Bundan sonra askerî darbe olmaması için...

Bir ülkede askerî darbe olmuşsa onun menşeine iyi bakmak gerekir. Türk tarihinde çok darbe ve darbe girişimleri oldu. Çok partili hayata geçtikten sonra üç normal darbe, bir postmodern darbe, bir e-Muhtıra oldu. 2016'daki FETÖ merkezli darbe girişimi de bunların sonuncusuydu.

Arada 1962'de Talat Aydemir'in, 1977'de Namık Kemal Ersun'un başarısız darbe girişimleri de var. 1960, 71, 80 ve 28 Şubat'ı gerçekleştirenler kendilerine Kemalist diyorlardı. Atatürk'ü kendilerine kılıf yapıp askerî darbe yaptılar. Darbeyi hangi fraksiyon gerçekleştirirse gerçekleştirsin, gücü eline alan bir şekilde darbe yapmayı deniyor.2009-10 yıllarında da bir daha askerî darbe olmaz deniyordu. 2016'da yeniden denendi. Başarısız oldu ama başarsalardı bütün kazanımlar gidecekti. Bundan 20-30 sene veya sonrasında darbe olmaması için gerekli tedbirlerin alınması lazım. Kanunlarla darbe girişiminde bulunanlara hayat dar edilmeli.Unutulmasın ki, darbe insanlık suçudur. Zaman aşımı yoktur. Türkiye darbe girişimlerinin geçmişte hesabını soramadı.  28 Şubat'ın medya ve sivil toplum kısmına hâlâ dokunulmadı. 2007 e-Muhtırayı verenlere ve ona destek olanlara karşı yargı harekete geçmedi. Sadece 1980 darbecileri yargılandı. Özellikle 28 Şubat'ın sivil ayağına hesap sorulması şart.15 Temmuz darbesine girişen, kalkışan herkesin iyice sorgulanması gerekir. İlişkilerine iyice bakılmalı. 15 Temmuz elbette FETÖ merkezli bir darbe girişimiydi ama Âdem Huduti, Akın Öztürk gibi FETÖ'cü olmayanlar da bu darbenin içindeydi. 15 Temmuz'un şekli, darbeye karışanların teşkilatlanma biçimi iyice incelenmeli. Dün Sabah gazetesinde Şükrü Hanioğlu "15 Temmuz'u farklı kılan nedir?" başlıklı bir yazı yazdı. O yazıdaki şu bölüm çok önemli:"Darbeci yapılar eşyanın tabiatı gereği 'gizli' örgütlenirler. İttihad ve Terakki benzeri teşkilâtlar ve ordu içindeki cunta yapılanmaları böylesi örgütlenmelerin çarpıcı örnekleridir. Buna karşılık 15 Temmuz'un arkasındaki yapılanmanın 'gizli'liği diğerlerinden farklılaşmaktadır.
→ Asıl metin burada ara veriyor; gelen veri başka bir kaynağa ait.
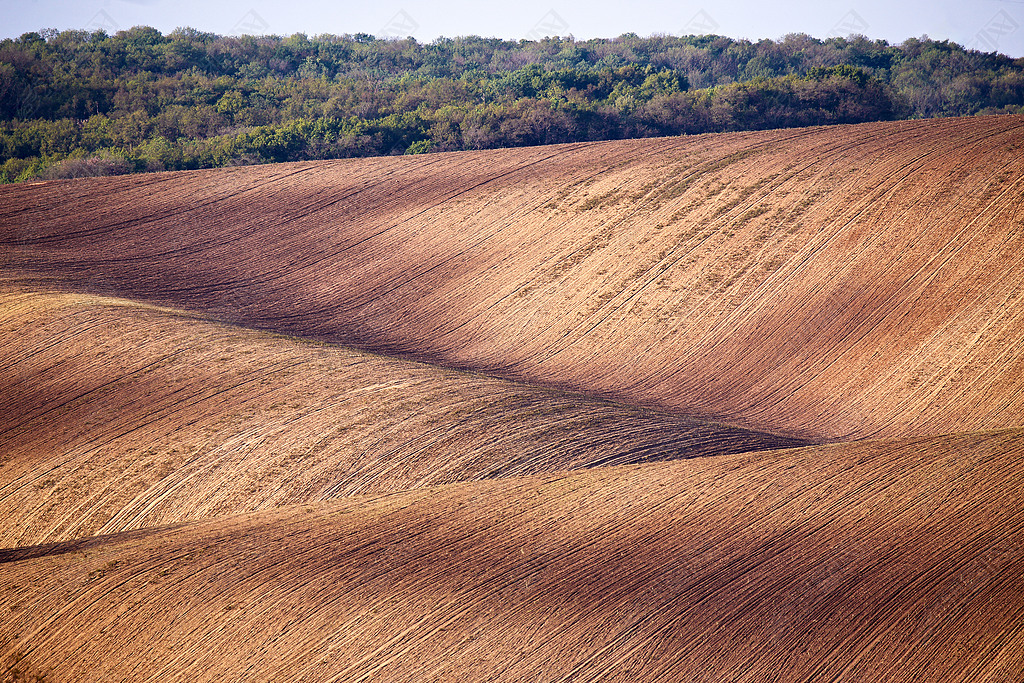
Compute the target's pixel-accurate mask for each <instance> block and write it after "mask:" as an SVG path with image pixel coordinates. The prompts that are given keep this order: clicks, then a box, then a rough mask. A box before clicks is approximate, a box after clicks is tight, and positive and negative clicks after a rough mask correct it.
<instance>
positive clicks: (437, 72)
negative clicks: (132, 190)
mask: <svg viewBox="0 0 1024 683" xmlns="http://www.w3.org/2000/svg"><path fill="white" fill-rule="evenodd" d="M989 113H1024V59H1011V58H1009V57H1007V56H1004V55H1000V54H996V53H982V52H977V51H968V50H966V49H964V48H963V47H961V46H959V45H956V44H955V43H950V42H940V41H932V40H927V39H923V40H918V39H911V40H907V41H905V42H903V43H902V44H900V45H890V44H888V43H887V42H885V41H870V40H868V39H866V38H863V37H850V38H848V39H843V38H834V39H828V40H824V41H822V40H818V39H815V38H812V37H810V36H806V35H791V36H786V37H785V38H783V39H782V40H780V41H770V40H763V41H759V42H757V43H752V42H750V41H742V40H740V41H736V40H731V39H729V38H725V37H721V36H688V37H682V38H676V37H669V36H655V37H651V38H640V37H638V36H636V35H625V36H621V37H618V38H615V39H611V40H589V41H575V40H573V39H572V38H547V39H544V40H541V41H518V42H515V41H504V40H500V39H488V38H478V37H469V38H457V39H438V40H436V41H434V42H431V43H429V44H421V43H418V42H417V41H415V40H414V39H412V38H410V39H406V40H383V39H376V38H374V37H373V36H369V35H366V34H356V35H354V36H349V35H345V36H317V37H314V38H308V37H307V36H305V35H302V34H296V35H293V36H290V37H287V38H282V37H276V36H263V37H253V36H243V37H240V38H234V37H222V36H216V35H213V34H208V33H201V32H198V31H195V30H191V29H179V30H177V31H174V32H172V33H171V34H169V35H167V36H165V35H162V34H161V33H160V32H159V31H157V30H155V29H151V28H146V27H136V28H134V29H131V30H129V31H121V32H119V33H118V34H117V35H114V36H111V35H108V34H105V33H103V32H102V31H96V32H91V33H90V32H86V31H65V32H59V33H58V32H55V31H48V32H42V33H39V34H36V33H30V34H25V35H23V36H22V37H20V38H18V39H16V40H4V41H2V42H0V154H2V157H0V181H4V182H9V181H15V180H24V179H27V178H32V177H71V176H77V175H89V174H98V173H120V172H131V171H144V170H162V169H187V168H205V167H213V166H224V165H232V164H251V163H263V162H269V161H291V160H302V159H337V158H344V157H355V156H373V155H394V154H415V153H423V152H432V151H450V150H467V148H485V147H499V146H519V145H527V144H547V143H553V142H568V141H581V140H596V139H611V138H623V137H643V136H652V135H676V134H688V133H702V132H713V131H726V130H752V129H763V128H779V127H790V126H805V125H816V124H830V123H856V122H863V121H879V120H891V119H899V118H920V117H936V116H966V115H975V114H989Z"/></svg>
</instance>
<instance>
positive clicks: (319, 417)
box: [0, 291, 799, 547]
mask: <svg viewBox="0 0 1024 683" xmlns="http://www.w3.org/2000/svg"><path fill="white" fill-rule="evenodd" d="M0 396H3V398H4V410H3V411H2V412H0V547H9V546H13V545H29V544H36V543H47V542H53V541H62V540H68V539H74V538H78V537H81V536H86V535H91V533H110V532H115V531H121V530H125V529H131V528H138V527H140V526H153V525H155V524H166V523H172V522H180V521H184V520H188V519H202V518H207V517H211V516H216V515H223V514H229V513H238V512H246V511H252V510H261V509H267V508H270V507H276V506H281V505H288V504H296V503H310V502H314V501H319V500H325V499H329V498H337V497H339V496H349V495H352V494H357V493H364V494H367V493H393V492H397V490H403V489H407V488H415V487H422V486H425V485H436V484H438V483H445V482H452V481H461V480H466V479H482V478H493V477H509V476H518V475H523V474H531V473H537V472H552V471H558V470H565V469H575V468H581V467H594V466H596V465H608V464H616V463H631V462H644V461H650V460H669V459H676V458H692V457H697V456H708V455H720V454H725V453H737V452H744V451H758V450H763V449H769V447H780V446H784V445H796V444H798V443H799V442H798V441H795V440H794V439H786V438H782V437H775V436H772V435H770V434H763V433H754V432H748V431H744V430H741V429H736V428H731V427H727V426H724V425H711V424H701V423H697V422H694V421H688V420H685V419H682V418H679V417H676V416H672V415H666V414H660V413H655V412H653V411H644V410H639V409H633V408H629V407H625V405H620V404H615V403H611V402H608V401H603V400H597V399H588V398H586V397H583V396H580V395H573V394H566V393H563V392H559V391H555V390H550V389H538V388H534V387H528V386H523V385H517V384H513V383H510V382H507V381H502V380H495V379H488V378H485V377H481V376H476V375H467V374H465V373H461V372H457V371H447V370H441V369H437V368H432V367H429V366H423V365H421V364H415V362H406V361H400V360H393V359H391V358H386V357H382V356H373V355H370V354H367V353H359V352H354V351H350V350H347V349H342V348H331V347H325V346H322V345H318V344H310V343H306V342H302V341H301V340H297V339H292V338H283V337H279V336H275V335H269V334H266V333H256V332H251V331H248V330H244V329H240V328H234V327H231V326H225V325H218V324H214V323H211V322H209V321H205V319H202V318H198V317H197V316H195V315H188V314H185V313H182V312H180V311H172V310H159V309H153V308H152V307H147V306H139V305H134V304H132V303H131V302H129V301H123V300H111V299H103V298H98V297H94V296H82V295H72V294H62V295H61V294H52V293H51V294H44V293H35V292H25V291H20V292H19V291H7V292H2V291H0Z"/></svg>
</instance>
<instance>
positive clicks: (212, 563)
mask: <svg viewBox="0 0 1024 683" xmlns="http://www.w3.org/2000/svg"><path fill="white" fill-rule="evenodd" d="M1022 413H1024V118H1022V117H1014V116H1002V117H978V118H972V119H945V120H931V121H915V122H897V123H876V124H864V125H857V126H836V127H823V128H808V129H796V130H777V131H762V132H750V133H729V134H721V135H702V136H692V137H678V138H660V139H648V140H628V141H610V142H594V143H580V144H570V145H554V146H546V147H531V148H520V150H499V151H486V152H469V153H453V154H440V155H423V156H416V157H404V158H386V159H361V160H348V161H338V162H315V163H298V164H284V165H269V166H260V167H247V168H230V169H218V170H209V171H197V172H175V173H159V174H146V175H137V176H122V177H116V178H93V179H84V180H77V181H48V182H42V183H29V184H22V185H7V186H0V681H4V682H6V681H12V682H13V681H42V680H45V681H165V680H166V681H172V680H173V681H177V680H200V681H225V680H227V681H234V680H237V681H250V680H274V681H279V680H302V681H366V680H382V681H431V680H437V681H440V680H445V681H449V680H450V681H484V680H488V681H489V680H504V681H520V680H522V681H525V680H529V681H604V680H620V681H716V682H717V681H752V682H753V681H765V680H778V681H907V682H909V681H914V682H916V681H965V682H967V681H1005V682H1010V681H1021V680H1022V678H1021V674H1020V672H1021V671H1024V505H1022V503H1024V501H1022V500H1021V492H1022V490H1024V418H1022Z"/></svg>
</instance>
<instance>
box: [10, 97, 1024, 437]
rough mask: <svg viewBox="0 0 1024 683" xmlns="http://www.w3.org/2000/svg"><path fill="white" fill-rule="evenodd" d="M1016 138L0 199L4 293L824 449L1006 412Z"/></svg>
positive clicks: (995, 131)
mask: <svg viewBox="0 0 1024 683" xmlns="http://www.w3.org/2000/svg"><path fill="white" fill-rule="evenodd" d="M1022 183H1024V119H1022V117H1018V116H1001V117H979V118H971V119H943V120H928V121H915V122H894V123H874V124H863V125H857V126H834V127H821V128H808V129H793V130H779V131H762V132H753V133H729V134H720V135H701V136H693V137H679V138H662V139H648V140H623V141H610V142H595V143H580V144H569V145H552V146H548V147H530V148H520V150H500V151H488V152H474V153H451V154H439V155H425V156H418V157H415V158H401V159H395V158H389V159H371V160H349V161H342V162H324V163H299V164H282V165H273V166H262V167H253V168H238V169H222V170H216V171H203V172H181V173H165V174H155V175H152V176H144V177H124V178H108V179H95V180H84V181H76V182H51V183H43V184H41V185H37V186H32V187H28V186H6V187H2V188H0V200H2V202H0V250H2V251H3V252H4V256H5V258H6V260H7V266H5V269H6V270H7V271H8V272H22V273H27V274H28V275H30V276H45V278H56V279H58V280H61V281H63V282H66V283H69V284H70V286H71V287H75V288H78V287H85V288H90V289H91V290H93V291H101V292H109V293H115V294H119V295H123V296H129V297H132V298H140V299H144V300H147V301H153V302H163V303H166V304H168V305H173V306H176V307H183V308H187V309H195V310H201V311H204V312H205V313H208V314H211V315H215V316H218V317H221V318H223V319H230V321H234V322H239V323H242V324H244V325H247V326H252V327H259V328H266V329H271V330H276V331H281V332H287V333H290V334H296V335H300V336H306V337H313V338H318V339H327V340H332V341H339V342H342V343H345V344H349V345H355V346H358V347H361V348H366V349H371V350H376V351H381V352H387V353H393V354H398V355H402V356H406V357H411V358H420V359H428V360H431V361H434V362H438V364H441V365H445V366H451V367H459V368H463V369H469V370H476V371H483V372H487V373H489V374H493V375H500V376H504V377H509V378H514V379H517V380H522V381H527V382H531V383H540V384H545V385H550V386H556V387H561V388H567V389H571V390H575V391H582V392H585V393H588V394H590V395H598V396H606V397H613V398H615V399H616V400H621V401H625V402H630V403H633V404H638V405H646V407H651V408H655V409H658V410H665V411H671V412H675V413H679V414H683V415H689V416H698V417H701V418H705V419H708V420H712V421H719V422H725V423H728V424H739V425H742V426H744V427H748V428H752V429H759V430H766V431H771V432H775V433H786V434H792V435H800V436H805V437H808V438H813V439H816V440H820V439H826V440H840V439H853V438H866V437H881V436H899V435H923V434H936V433H945V432H949V431H976V430H980V429H990V428H1001V427H1011V426H1015V425H1017V424H1019V416H1020V415H1021V413H1022V411H1024V367H1022V366H1024V348H1022V342H1021V340H1022V339H1024V301H1022V299H1024V282H1022V278H1024V274H1022V273H1024V264H1022V262H1021V259H1022V258H1024V257H1022V254H1024V244H1022V241H1024V229H1022V226H1024V212H1022V211H1021V209H1020V198H1021V196H1022V195H1024V184H1022Z"/></svg>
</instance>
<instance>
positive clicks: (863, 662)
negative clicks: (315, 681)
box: [0, 430, 1024, 683]
mask: <svg viewBox="0 0 1024 683" xmlns="http://www.w3.org/2000/svg"><path fill="white" fill-rule="evenodd" d="M1022 437H1024V433H1022V432H1021V431H1020V430H1014V431H1004V432H995V433H984V434H973V435H967V436H956V437H932V438H918V439H906V440H902V441H899V442H891V441H890V442H873V443H861V444H843V445H838V446H827V447H818V449H808V450H801V451H788V452H781V453H779V452H776V453H773V454H758V455H756V456H749V455H737V456H722V457H715V458H702V459H692V460H685V461H676V462H672V463H656V464H647V465H638V466H629V467H613V468H596V469H591V470H586V471H584V472H578V473H571V474H547V475H537V476H531V477H523V478H515V479H501V480H493V481H484V482H468V483H457V484H449V485H446V486H443V487H438V488H423V489H417V490H412V492H407V493H400V494H394V495H390V496H384V497H377V498H356V499H348V500H345V501H338V502H331V503H322V504H319V505H317V506H316V507H315V508H314V507H304V506H299V507H290V508H284V509H281V510H278V511H269V512H261V513H253V514H250V515H246V516H241V517H238V516H236V517H227V518H223V519H220V520H217V521H211V522H200V523H193V524H188V525H185V526H179V527H172V528H161V529H145V530H141V531H129V532H126V533H123V535H114V536H104V537H98V538H95V539H90V540H83V541H76V542H70V543H65V544H58V545H52V546H36V547H33V548H25V549H17V550H5V551H0V586H3V587H4V588H3V590H2V592H0V610H3V611H4V613H5V620H6V624H5V626H4V627H3V629H0V632H2V635H0V653H2V654H3V656H4V659H2V660H0V661H2V663H3V664H2V665H0V666H6V667H7V668H8V671H10V668H19V671H23V672H26V673H29V674H39V675H42V676H45V678H46V680H54V681H65V680H82V681H94V680H103V681H109V682H112V683H113V682H117V681H139V680H189V681H191V680H196V681H242V680H246V681H252V680H259V681H263V680H273V681H281V680H288V681H362V680H385V681H496V680H500V681H526V680H529V681H538V680H541V681H569V680H571V681H599V680H600V681H607V680H612V681H666V680H671V681H708V682H709V683H718V682H720V681H766V680H782V681H907V682H913V683H919V682H921V681H1007V682H1009V681H1017V680H1020V678H1019V676H1020V672H1021V671H1024V633H1022V630H1024V552H1022V543H1024V505H1022V504H1024V501H1022V500H1021V490H1024V476H1022V472H1024V470H1022V468H1021V462H1022V459H1024V450H1022V443H1024V441H1022Z"/></svg>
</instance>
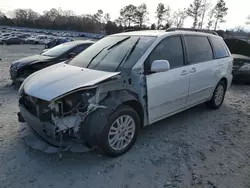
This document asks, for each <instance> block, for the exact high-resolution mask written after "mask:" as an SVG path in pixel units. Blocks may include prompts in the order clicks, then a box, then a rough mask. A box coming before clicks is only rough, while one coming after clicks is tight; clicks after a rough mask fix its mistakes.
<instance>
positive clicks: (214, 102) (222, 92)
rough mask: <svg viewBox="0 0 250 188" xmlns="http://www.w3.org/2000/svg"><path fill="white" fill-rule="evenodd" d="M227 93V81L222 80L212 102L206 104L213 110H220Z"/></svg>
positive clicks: (214, 95)
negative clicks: (226, 84) (213, 109)
mask: <svg viewBox="0 0 250 188" xmlns="http://www.w3.org/2000/svg"><path fill="white" fill-rule="evenodd" d="M225 93H226V83H225V81H223V80H221V81H220V82H219V83H218V84H217V86H216V88H215V90H214V93H213V96H212V98H211V100H210V101H208V102H206V105H207V107H208V108H211V109H218V108H219V107H220V106H221V105H222V103H223V101H224V98H225Z"/></svg>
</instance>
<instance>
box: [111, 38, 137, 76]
mask: <svg viewBox="0 0 250 188" xmlns="http://www.w3.org/2000/svg"><path fill="white" fill-rule="evenodd" d="M139 41H140V38H138V39H137V40H136V42H135V43H134V45H133V46H132V48H131V49H130V50H129V51H128V52H127V53H126V54H125V55H124V57H123V58H122V60H121V62H120V63H119V65H118V66H117V68H116V70H115V71H117V70H118V68H119V67H120V66H121V65H122V63H123V61H124V59H125V58H126V59H125V62H126V61H127V60H128V59H129V57H130V56H131V54H132V53H133V51H134V50H135V47H136V46H137V44H138V43H139Z"/></svg>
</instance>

Zikredilen örgütler bir ideoloji ve gelecek tasavvuru etrafında birleşenlerin oluşturduğu yapılardır. Buna karşılık, 15 Temmuz'u sahneleyen, sivil toplum örgütü maskesi takarak teşkilâtlandırılmış, kapalı bir 'yapı'dır. Birincisinde 'teşkilâtlanma' ikincisinde ise 'teşkilâtlandırma' vardır.
Örneğin, rejim değişikliği arzulayan zabit ve bürokratlar 1908 öncesinde Terakki ve İttihad Cemiyeti çatısı altında, '1960 Devrimi'nin 'yoldan çıktığı'nı düşünen ve kendilerini 'Gerçek Kemalistler' olarak gören subaylar ise Talât Aydemir cuntası içinde 'örgütlenmiş' buna karşılık söz konusu kapalı yapının mensupları sınav sorusu çalma, sıkı denetimle robotlaştırma benzeri araç ve yöntemlerle 'örgütlendirilmişler'dir. Bu güdümlü örgütlendirilmenin de 'kişi kültü tapınması' dışında ideolojik temel ve toplumsal mesajı olmamıştır."1960 öncesi Samet Kuşçu olayını herkes bilir. Samet Kuşçu ordu içerisinde Demokrat Parti'ye karşı bir cunta hareketi var dedi. İhbarda bulundu ama ceza alan kendisi oldu. Menderes ihbarı iyice araştırsa 27 Mayıs yaşanmazdı. Bu tür ihbarların iyice değerlendirilmesi gerekir.Kanunların çok güçlü olması, sivil iradenin her şeyin üzerinde olduğu vurgulanmalıdır. Yoksa 20-30 yıl sonra bir darbe girişimi daha olursa demokrasi tarihimiz bundan olumsuz etkilenir.